5月11日の百物語
動く城
山口県の民話
むかしむかし、ある大名に、美しい姫がいました。
姫が年頃になると、ある立派な若侍(わかざむらい)が毎晩の様に現れて、姫はその若侍に恋するようになりました。
姫は若侍に名前や家をたずねましたが、若侍は何も答えてくれません。
ある日の事、姫がその事を乳母に打ち明けると、
「それでは、そのお方の着物のすそに、長い糸を結んだ針をつけてごらんなさい。
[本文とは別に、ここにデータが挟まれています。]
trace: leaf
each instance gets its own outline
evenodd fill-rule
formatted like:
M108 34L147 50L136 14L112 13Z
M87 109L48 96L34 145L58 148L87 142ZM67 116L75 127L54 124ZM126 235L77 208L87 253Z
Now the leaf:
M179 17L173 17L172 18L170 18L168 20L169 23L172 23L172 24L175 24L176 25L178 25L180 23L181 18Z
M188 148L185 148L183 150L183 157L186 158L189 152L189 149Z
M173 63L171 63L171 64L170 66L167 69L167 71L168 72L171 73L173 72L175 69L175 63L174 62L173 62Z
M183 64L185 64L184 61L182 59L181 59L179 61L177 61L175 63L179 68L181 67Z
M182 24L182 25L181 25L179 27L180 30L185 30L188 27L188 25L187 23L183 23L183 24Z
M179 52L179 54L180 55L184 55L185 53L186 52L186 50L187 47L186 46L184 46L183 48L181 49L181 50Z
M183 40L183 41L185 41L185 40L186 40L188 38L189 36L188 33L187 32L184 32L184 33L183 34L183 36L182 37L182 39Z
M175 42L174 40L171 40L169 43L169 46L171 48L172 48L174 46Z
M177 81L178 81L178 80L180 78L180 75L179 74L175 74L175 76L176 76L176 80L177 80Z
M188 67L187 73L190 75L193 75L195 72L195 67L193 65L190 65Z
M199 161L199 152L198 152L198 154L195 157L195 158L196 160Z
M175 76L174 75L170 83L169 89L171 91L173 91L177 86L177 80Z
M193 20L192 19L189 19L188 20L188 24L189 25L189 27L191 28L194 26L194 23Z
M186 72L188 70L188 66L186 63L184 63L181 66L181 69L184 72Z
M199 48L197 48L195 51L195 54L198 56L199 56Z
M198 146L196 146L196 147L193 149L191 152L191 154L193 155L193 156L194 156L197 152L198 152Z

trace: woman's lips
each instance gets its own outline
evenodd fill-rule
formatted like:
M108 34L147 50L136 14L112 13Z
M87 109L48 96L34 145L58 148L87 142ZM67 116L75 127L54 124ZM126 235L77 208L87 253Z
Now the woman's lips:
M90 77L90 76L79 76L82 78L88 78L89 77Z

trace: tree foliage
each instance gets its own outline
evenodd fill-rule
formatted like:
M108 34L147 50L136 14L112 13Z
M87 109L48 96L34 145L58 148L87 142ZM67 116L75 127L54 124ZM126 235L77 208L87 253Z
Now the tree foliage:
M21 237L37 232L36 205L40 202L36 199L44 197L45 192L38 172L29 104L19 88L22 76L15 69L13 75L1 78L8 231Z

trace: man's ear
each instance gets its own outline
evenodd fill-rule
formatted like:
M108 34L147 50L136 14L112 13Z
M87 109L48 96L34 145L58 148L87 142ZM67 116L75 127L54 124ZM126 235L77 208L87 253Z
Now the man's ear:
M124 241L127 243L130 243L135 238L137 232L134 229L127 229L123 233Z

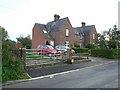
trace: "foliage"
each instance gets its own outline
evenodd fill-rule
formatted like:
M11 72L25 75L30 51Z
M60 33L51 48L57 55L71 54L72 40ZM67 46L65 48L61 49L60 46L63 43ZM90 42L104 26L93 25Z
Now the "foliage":
M72 48L73 50L75 50L75 53L88 53L88 48L80 48L80 47L74 47Z
M46 41L46 45L50 45L50 43L48 41Z
M27 37L20 36L20 37L18 37L16 39L17 39L18 43L22 44L22 47L25 47L27 49L31 49L32 40L31 40L30 35L28 35Z
M120 48L120 30L114 25L108 31L103 31L98 34L98 43L101 49L115 49Z
M2 82L28 78L19 58L16 42L8 39L8 33L2 29Z
M94 44L89 43L89 44L87 44L86 48L95 49L97 47Z
M111 59L118 59L120 58L120 49L92 49L91 55L96 57L105 57Z
M20 60L16 61L3 61L2 65L2 82L9 80L18 80L28 78L23 70L22 63Z
M15 42L9 39L2 42L2 61L19 59L19 50L15 48Z
M2 40L6 40L8 39L8 32L0 26L0 35L2 35Z

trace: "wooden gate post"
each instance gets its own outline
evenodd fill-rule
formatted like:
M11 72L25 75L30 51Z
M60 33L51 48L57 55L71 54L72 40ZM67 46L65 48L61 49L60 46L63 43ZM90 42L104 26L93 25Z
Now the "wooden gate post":
M21 59L24 66L24 70L26 70L26 49L25 48L21 48Z

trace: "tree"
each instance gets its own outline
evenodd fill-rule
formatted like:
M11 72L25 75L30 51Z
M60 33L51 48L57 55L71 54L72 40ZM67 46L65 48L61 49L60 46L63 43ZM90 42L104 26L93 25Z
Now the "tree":
M105 31L106 32L106 31ZM106 40L105 40L105 32L102 32L102 34L98 33L98 45L101 49L106 49Z
M120 42L120 31L118 30L117 25L114 25L113 29L109 29L107 35L109 36L109 41L108 41L109 48L112 49L117 48Z
M2 41L8 39L8 32L0 26L0 35L2 36Z
M2 34L2 61L18 60L19 52L15 48L15 41L9 39L8 32L0 27L0 34Z
M31 37L30 35L28 35L27 37L23 37L23 36L20 36L17 39L17 42L18 43L21 43L22 44L22 47L25 47L27 49L30 49L31 48L31 45L32 45L32 40L31 40Z

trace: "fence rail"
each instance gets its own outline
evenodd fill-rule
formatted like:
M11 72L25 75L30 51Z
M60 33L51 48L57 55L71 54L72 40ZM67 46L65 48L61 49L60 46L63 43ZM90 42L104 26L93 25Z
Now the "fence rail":
M24 64L24 69L26 69L26 61L31 60L60 60L67 61L68 63L72 63L74 59L81 57L86 57L88 59L88 53L71 53L71 49L67 50L67 53L54 53L51 56L44 54L44 52L37 52L38 49L21 49L22 62ZM41 54L39 54L41 53Z

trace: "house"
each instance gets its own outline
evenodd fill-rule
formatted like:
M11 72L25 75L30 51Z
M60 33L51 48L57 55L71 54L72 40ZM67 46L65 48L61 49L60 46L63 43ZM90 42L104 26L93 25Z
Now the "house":
M81 27L73 28L75 32L75 44L80 47L86 47L89 43L97 43L97 31L95 25L86 26L85 22Z
M94 25L73 28L68 17L61 18L55 14L54 20L47 24L35 23L32 29L32 48L38 45L50 44L85 47L88 43L96 44L96 29Z
M36 23L32 30L32 48L39 44L74 46L74 31L68 17L60 19L54 15L54 21L46 25Z

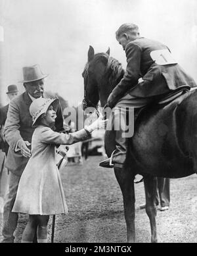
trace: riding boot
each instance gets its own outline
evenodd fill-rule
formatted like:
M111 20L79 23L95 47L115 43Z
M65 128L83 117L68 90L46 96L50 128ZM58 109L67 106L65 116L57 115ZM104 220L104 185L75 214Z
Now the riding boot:
M112 152L110 158L99 163L102 167L106 168L123 168L126 159L127 138L124 138L122 130L116 131L116 149Z

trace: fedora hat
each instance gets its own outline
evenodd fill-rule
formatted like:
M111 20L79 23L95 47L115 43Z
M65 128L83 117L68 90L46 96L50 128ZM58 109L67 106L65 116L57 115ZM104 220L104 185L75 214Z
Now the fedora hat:
M43 74L38 64L24 66L22 68L22 72L24 80L19 81L20 83L28 83L40 80L49 76L49 74Z
M35 99L30 107L30 113L33 120L32 126L35 124L37 118L47 111L50 105L53 105L53 109L56 112L58 102L58 99L38 98Z
M8 86L7 87L7 93L14 93L14 92L18 92L18 88L17 86L15 86L15 84L11 84L10 86Z

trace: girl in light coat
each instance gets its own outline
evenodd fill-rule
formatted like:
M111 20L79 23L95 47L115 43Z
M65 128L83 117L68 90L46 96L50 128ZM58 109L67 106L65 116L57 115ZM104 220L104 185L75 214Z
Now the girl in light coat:
M13 212L29 215L22 242L32 243L37 232L39 243L47 242L50 215L66 214L67 205L56 166L56 146L72 144L90 138L97 128L104 128L100 118L85 129L68 134L53 131L58 99L39 98L30 107L33 124L32 157L21 176Z

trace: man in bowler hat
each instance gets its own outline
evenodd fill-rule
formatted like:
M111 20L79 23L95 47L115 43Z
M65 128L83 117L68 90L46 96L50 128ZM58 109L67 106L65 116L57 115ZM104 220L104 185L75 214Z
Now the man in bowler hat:
M43 74L37 64L24 67L23 76L24 80L20 82L23 83L26 91L10 103L4 128L5 139L9 145L6 167L10 174L9 192L4 205L3 243L12 243L14 241L14 232L17 226L18 215L12 213L12 209L20 176L31 156L32 137L34 131L34 128L32 126L30 106L35 99L49 97L44 92L44 78L48 74ZM56 115L55 130L60 132L64 129L60 105Z

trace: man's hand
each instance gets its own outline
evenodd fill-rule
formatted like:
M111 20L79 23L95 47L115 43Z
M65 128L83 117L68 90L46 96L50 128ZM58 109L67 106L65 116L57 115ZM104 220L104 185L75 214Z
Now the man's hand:
M31 157L31 151L28 148L28 146L30 145L31 143L29 141L24 141L23 140L20 140L18 141L18 147L20 149L20 152L24 157Z

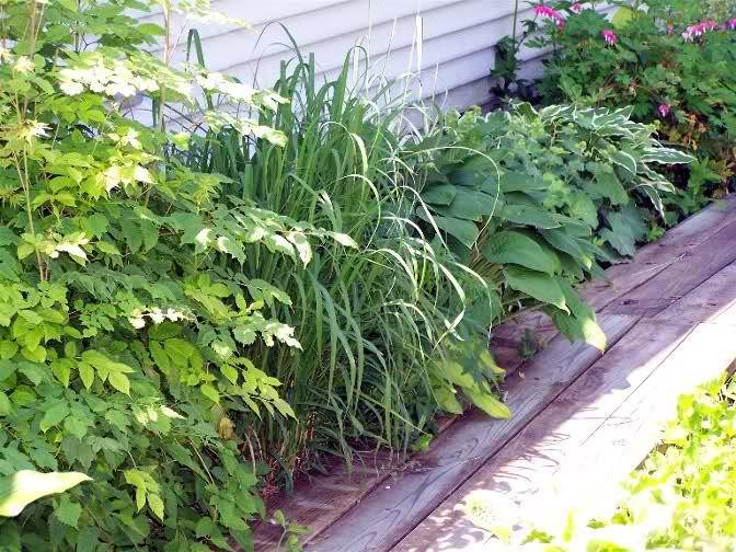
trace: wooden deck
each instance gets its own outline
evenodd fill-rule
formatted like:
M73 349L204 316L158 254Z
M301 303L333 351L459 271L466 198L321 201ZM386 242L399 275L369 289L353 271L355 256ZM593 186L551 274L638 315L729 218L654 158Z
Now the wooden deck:
M307 550L488 550L491 534L463 508L476 494L519 522L549 504L613 502L677 395L736 358L736 200L712 205L608 275L582 288L608 336L602 355L556 335L536 312L495 331L494 354L514 372L505 384L511 419L470 411L407 463L371 456L277 501L313 529ZM526 329L547 345L522 363ZM256 527L256 550L277 550L279 534Z

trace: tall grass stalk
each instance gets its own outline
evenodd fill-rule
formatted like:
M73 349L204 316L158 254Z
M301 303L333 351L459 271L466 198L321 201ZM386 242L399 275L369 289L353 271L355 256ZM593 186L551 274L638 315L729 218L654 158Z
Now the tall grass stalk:
M225 130L188 157L228 175L229 194L357 243L322 246L303 269L257 248L242 267L294 301L272 309L297 327L302 350L252 352L297 412L294 423L253 428L263 458L287 473L319 452L349 459L364 439L405 451L432 423L429 366L464 313L458 271L402 216L416 202L394 133L403 105L388 97L390 85L372 100L358 93L375 82L365 74L349 88L352 67L348 55L335 80L319 83L314 59L297 51L274 87L290 103L258 115L288 137L286 147Z

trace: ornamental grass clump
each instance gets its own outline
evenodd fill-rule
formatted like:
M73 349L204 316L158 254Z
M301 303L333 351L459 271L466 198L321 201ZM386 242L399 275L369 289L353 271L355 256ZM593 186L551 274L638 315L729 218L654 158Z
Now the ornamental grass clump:
M182 152L189 166L226 174L228 194L345 237L315 248L306 266L257 246L240 268L245 280L286 291L288 302L267 307L297 329L301 345L254 344L252 354L284 383L295 409L292 419L264 417L249 427L274 482L287 485L292 472L320 468L325 453L349 461L356 448L378 444L403 453L426 440L438 401L462 410L457 387L508 415L494 398L502 371L484 347L490 320L474 379L435 368L461 348L465 280L474 281L475 301L487 303L488 292L401 212L415 195L401 158L405 103L388 89L371 95L368 73L354 80L353 59L323 81L314 59L298 50L283 64L274 90L288 104L261 113L258 124L285 136L285 147L243 139L230 127Z
M242 266L272 252L291 271L347 240L171 157L189 138L166 131L170 110L281 100L147 54L163 30L127 13L153 5L0 5L2 550L248 549L263 513L249 424L294 418L254 360L301 345L274 315L288 296ZM154 127L124 116L136 95Z

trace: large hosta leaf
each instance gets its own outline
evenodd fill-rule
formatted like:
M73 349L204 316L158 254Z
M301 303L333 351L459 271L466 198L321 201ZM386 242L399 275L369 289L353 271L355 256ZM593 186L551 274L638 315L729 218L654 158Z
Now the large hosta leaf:
M426 212L424 212L424 209L417 209L416 214L419 216L419 218L426 220L427 222L434 222L437 228L445 230L448 234L456 238L467 248L472 248L475 243L475 240L478 240L478 235L480 234L478 225L470 220L439 216L433 216L429 218Z
M501 191L509 192L538 192L550 187L549 183L541 179L534 179L527 173L510 171L501 176Z
M610 168L603 166L596 171L596 179L586 187L594 199L605 197L611 205L625 205L629 203L629 194Z
M28 504L44 496L64 493L92 478L79 472L39 473L22 470L0 479L0 516L18 516Z
M550 275L561 269L560 260L547 244L513 230L495 234L483 245L482 252L490 263L517 264Z
M511 289L527 294L542 303L552 304L562 311L570 312L565 295L560 289L557 280L549 274L518 266L507 266L506 283Z
M625 208L606 215L609 228L600 231L600 237L608 241L616 251L624 256L633 256L636 242L646 235L646 225L635 208Z
M553 214L531 205L505 205L498 216L516 225L536 228L560 228L562 226Z
M501 205L501 197L498 196L467 187L458 187L450 205L433 206L433 209L444 217L480 221L483 217L492 217L498 212Z
M430 205L450 205L457 193L452 184L438 184L422 192L422 200Z
M551 309L550 314L560 332L570 338L583 340L594 347L606 349L606 334L596 321L596 312L583 302L573 287L564 278L557 277L557 285L565 296L570 313L559 309Z

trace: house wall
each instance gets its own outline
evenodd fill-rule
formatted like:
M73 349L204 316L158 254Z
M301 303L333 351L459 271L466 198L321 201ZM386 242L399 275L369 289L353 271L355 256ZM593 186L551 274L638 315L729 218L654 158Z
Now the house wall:
M530 10L526 1L519 3L522 21ZM273 85L280 61L294 55L284 25L304 56L314 53L325 77L340 70L353 46L361 45L372 73L392 79L411 72L417 95L463 107L490 100L493 47L511 33L514 4L515 0L212 0L219 12L241 18L253 28L195 26L209 69L262 88ZM173 28L183 30L184 23L174 21ZM175 57L182 59L184 32L177 42ZM539 51L525 50L521 58L522 73L540 70Z

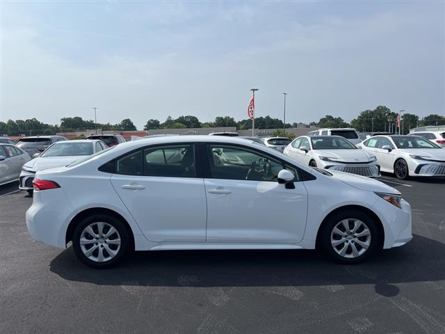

その糸をたどれば、どこのどなたかがわかるでしょう」
と、教えてくれました。
姫は乳母の言う通りにして、若侍の着物のすそに長い糸を結んだ針を刺しました。
それに気づかなかった若侍が帰った後、姫がその糸をたどってどこまでも行くと、糸は中の島の池の中まで続いています。
この中の島の池は、むかしから妖怪が住んでいると言われていました。
「もしや、あのお方は妖怪なのでは」
姫は若侍が妖怪だと思って悲しみましたが、その夜、大名の夢枕(ゆめまくら)にその若侍が現れて言いました。
「わたしは、池の主の大ガメです。
姫に心をひかれて、毎夜かよっておりました。
しかし正体を見破られては、どうする事も出来ません。
おわびのしるしに、中の島に城をお築ください。
その城は、きっと難攻不落(なんこうふらく)の城となりましょう」
大名が言われた通りに城をつくると、本当に難攻不落の城となりました。
なぜなら、敵が攻めて来ると城は島ごと動いてしまうので、敵はどうする事も出来ないからです。
そんなある年の事、城の中に井戸を作る事になりました。
井戸掘り職人が固い岩盤を打ち破って穴を掘り下げていくと、穴からは水ではなくおびただしい血が吹き出しました。
実はこの城のある島は、あの大ガメの甲羅だったのです。
血が七日七晩吹き出すと、島は二度と動かなくなってしまったという事です。